Alex Bluestein; sponsored by his grandmother, Charlotte Bluestein. Alex graduated from D.C. Everest Senior High School, Weston, Wisconsin, with a 3.99 GPA; ranked 8 of 332. In his applicant’s statement Alex says, “Transforming and improving the world around me has always been incredibly rewarding, whether writing computer code to investigate a disease process, tutoring a classmate, or assisting disabled members of my congregation with transportation needs so that they can actively participate in community events.” Volunteer service is an integral part of his sense of well-being and he receives tremendous satisfaction from his involvement in these activities. Alex believes that mathematics is the fundamental language of all sciences. Math is also the language of his dreams, hopes, and aspirations. He has pursued college coursework during the past two summers attending Washington University in St. Louis and Carnegie Mellon University.
Gabriella (Gabi) Gjata; sponsored by her mother, Paola Wilckens-Gjata. Gabi graduated from San Dieguito High School Academy, Encinitas, California, with a 4.25 GPA. In her applicant’s statement Gabi says she was raised with a unique cultural background and perspective. Her heritage includes Albania, Chile, Italy, Germany, and Spain. She has developed a love for languages. She also loves theater, playing sports, traveling, babysitting, swimming, being a Junior Lifeguard Aide, movies, and baking. Gabi is a very active volunteer in her community with over 600 hours of community service during her four years of high school. She has been most passionate about volunteering for her elementary school as a bilingual teacher assistant. She would like to pursue a career in Spanish and Education. Her goal is to become a bilingual elementary school teacher in a Dual Language Immersion Program in California.
Taryn Murphy; sponsored by her grandmother, Cathleen Murphy. Taryn graduated from Veritas Scholars Academy, Temecula, California, with a 5.0 GPA. In her applicant’s statement, Taryn says her goal is to attend either Columbia University or Hillsdale College to study journalism and political science. Afterwards she hopes to pursue a law degree at Harvard Law School.
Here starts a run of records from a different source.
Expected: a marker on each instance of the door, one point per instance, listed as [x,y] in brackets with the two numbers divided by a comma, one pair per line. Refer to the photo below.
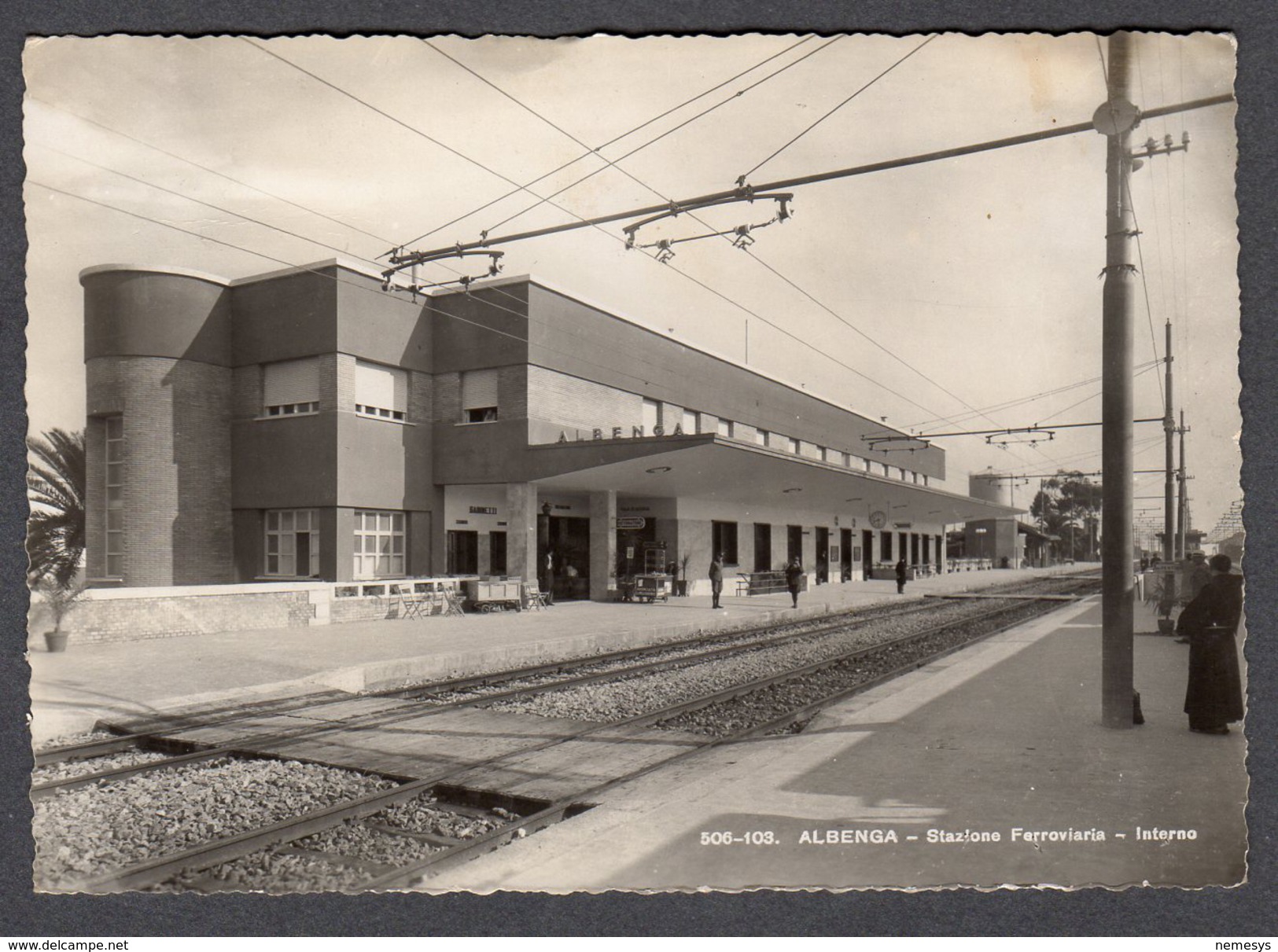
[463,553]
[762,547]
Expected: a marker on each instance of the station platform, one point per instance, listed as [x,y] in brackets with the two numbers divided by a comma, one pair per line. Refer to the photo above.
[72,690]
[987,768]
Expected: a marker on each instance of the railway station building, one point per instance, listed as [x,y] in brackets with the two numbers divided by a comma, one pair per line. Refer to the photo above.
[304,425]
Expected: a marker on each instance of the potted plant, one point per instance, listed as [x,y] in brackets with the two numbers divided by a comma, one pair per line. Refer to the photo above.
[59,600]
[681,583]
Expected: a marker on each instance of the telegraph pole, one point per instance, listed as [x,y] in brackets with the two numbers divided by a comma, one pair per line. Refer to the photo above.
[1114,119]
[1181,512]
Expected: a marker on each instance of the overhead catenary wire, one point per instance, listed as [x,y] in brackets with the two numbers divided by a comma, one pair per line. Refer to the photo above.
[775,271]
[670,132]
[827,116]
[613,141]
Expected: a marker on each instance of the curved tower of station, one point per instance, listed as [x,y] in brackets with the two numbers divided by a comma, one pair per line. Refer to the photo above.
[157,355]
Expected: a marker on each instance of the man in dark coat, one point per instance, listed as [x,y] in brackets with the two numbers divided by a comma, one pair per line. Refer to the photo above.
[1214,696]
[794,579]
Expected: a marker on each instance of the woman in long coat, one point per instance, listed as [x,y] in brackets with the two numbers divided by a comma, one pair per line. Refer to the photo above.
[794,580]
[1214,696]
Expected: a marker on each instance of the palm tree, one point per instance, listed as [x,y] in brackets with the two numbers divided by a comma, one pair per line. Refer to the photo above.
[55,483]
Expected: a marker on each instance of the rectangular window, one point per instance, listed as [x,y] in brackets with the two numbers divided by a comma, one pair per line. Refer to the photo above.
[650,416]
[381,392]
[114,498]
[497,553]
[762,547]
[724,541]
[378,543]
[480,396]
[794,543]
[290,388]
[293,543]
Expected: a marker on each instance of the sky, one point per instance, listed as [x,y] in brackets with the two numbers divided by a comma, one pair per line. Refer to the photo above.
[941,296]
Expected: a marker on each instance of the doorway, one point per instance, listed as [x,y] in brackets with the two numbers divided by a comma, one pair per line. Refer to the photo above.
[463,555]
[762,547]
[822,555]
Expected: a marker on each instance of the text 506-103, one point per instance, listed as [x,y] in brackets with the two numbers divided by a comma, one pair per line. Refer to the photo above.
[724,837]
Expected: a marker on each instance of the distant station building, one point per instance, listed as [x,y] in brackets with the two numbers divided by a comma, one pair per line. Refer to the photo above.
[1004,541]
[304,425]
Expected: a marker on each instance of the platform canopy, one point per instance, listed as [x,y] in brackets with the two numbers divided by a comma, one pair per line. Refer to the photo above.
[709,467]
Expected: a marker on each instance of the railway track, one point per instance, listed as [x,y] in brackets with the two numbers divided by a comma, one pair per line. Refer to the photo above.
[398,833]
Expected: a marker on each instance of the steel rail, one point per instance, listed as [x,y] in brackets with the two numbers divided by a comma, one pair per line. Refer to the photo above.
[157,869]
[462,853]
[249,747]
[182,719]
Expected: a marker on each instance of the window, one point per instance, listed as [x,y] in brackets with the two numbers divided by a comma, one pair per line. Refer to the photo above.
[650,416]
[114,498]
[794,543]
[762,547]
[497,553]
[378,543]
[724,541]
[480,396]
[381,392]
[290,388]
[293,542]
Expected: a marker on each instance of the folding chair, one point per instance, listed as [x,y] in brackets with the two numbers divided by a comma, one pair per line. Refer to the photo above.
[533,600]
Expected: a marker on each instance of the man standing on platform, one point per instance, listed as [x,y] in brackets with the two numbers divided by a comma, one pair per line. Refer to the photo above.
[548,576]
[716,578]
[1214,696]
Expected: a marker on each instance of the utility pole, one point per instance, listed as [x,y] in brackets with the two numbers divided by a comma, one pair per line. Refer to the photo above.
[1114,119]
[1169,484]
[1181,512]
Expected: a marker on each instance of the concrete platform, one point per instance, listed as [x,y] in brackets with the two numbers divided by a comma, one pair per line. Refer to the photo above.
[72,690]
[886,790]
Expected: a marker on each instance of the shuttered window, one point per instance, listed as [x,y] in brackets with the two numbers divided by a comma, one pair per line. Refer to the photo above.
[381,391]
[480,396]
[292,386]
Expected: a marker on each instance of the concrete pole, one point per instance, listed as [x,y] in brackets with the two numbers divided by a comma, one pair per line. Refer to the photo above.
[1114,119]
[1185,492]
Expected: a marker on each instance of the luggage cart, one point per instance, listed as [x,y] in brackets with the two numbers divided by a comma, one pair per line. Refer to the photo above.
[491,594]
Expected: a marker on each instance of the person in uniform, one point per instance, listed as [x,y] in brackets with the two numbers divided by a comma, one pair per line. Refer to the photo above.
[548,576]
[794,576]
[1213,698]
[716,579]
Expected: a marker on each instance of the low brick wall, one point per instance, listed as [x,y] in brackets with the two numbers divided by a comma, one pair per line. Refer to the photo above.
[102,620]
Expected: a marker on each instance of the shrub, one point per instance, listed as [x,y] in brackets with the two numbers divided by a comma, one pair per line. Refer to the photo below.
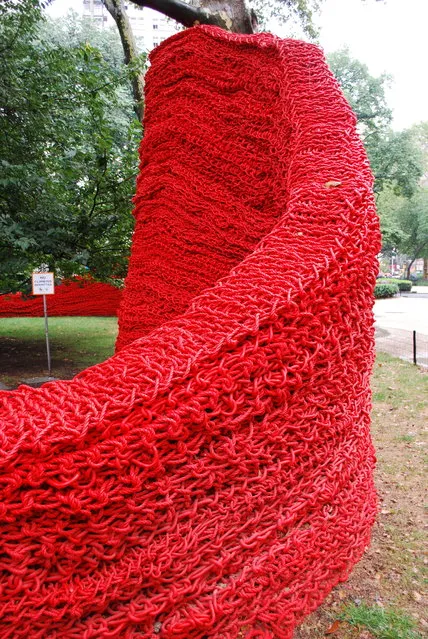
[403,285]
[385,289]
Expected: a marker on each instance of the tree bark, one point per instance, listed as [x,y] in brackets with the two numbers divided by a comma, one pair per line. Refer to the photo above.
[117,10]
[232,15]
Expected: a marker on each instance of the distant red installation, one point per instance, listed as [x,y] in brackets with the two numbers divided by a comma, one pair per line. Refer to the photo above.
[79,296]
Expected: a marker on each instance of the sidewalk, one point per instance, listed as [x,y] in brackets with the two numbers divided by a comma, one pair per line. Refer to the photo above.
[395,321]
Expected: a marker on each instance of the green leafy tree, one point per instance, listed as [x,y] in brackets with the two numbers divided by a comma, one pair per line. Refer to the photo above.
[412,217]
[69,140]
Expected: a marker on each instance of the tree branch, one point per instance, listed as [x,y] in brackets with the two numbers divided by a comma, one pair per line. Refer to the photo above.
[221,14]
[117,10]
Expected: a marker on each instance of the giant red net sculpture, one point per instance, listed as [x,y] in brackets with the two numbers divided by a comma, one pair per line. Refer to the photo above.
[214,478]
[76,296]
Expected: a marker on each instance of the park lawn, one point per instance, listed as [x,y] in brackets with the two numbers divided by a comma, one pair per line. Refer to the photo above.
[384,596]
[75,343]
[383,599]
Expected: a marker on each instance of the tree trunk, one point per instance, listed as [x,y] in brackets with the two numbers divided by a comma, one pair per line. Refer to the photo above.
[232,15]
[117,10]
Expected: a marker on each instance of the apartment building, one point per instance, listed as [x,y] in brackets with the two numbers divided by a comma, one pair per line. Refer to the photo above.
[150,27]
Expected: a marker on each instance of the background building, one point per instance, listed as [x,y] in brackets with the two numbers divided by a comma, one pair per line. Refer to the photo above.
[150,27]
She’s inspired to break down both the physical and mental walls that imprison so many helpless victims of human trafficking here in the United States. Last year she began an internship with Valley News where she wrote human interest stories about people in her community as well as stories about the growing epidemic of human trafficking. Taryn founded a charity, Journals for the Journey. She collected donations from local businesses and provided safe-houses across America with journals which are now being used in therapy sessions for residents of all ages.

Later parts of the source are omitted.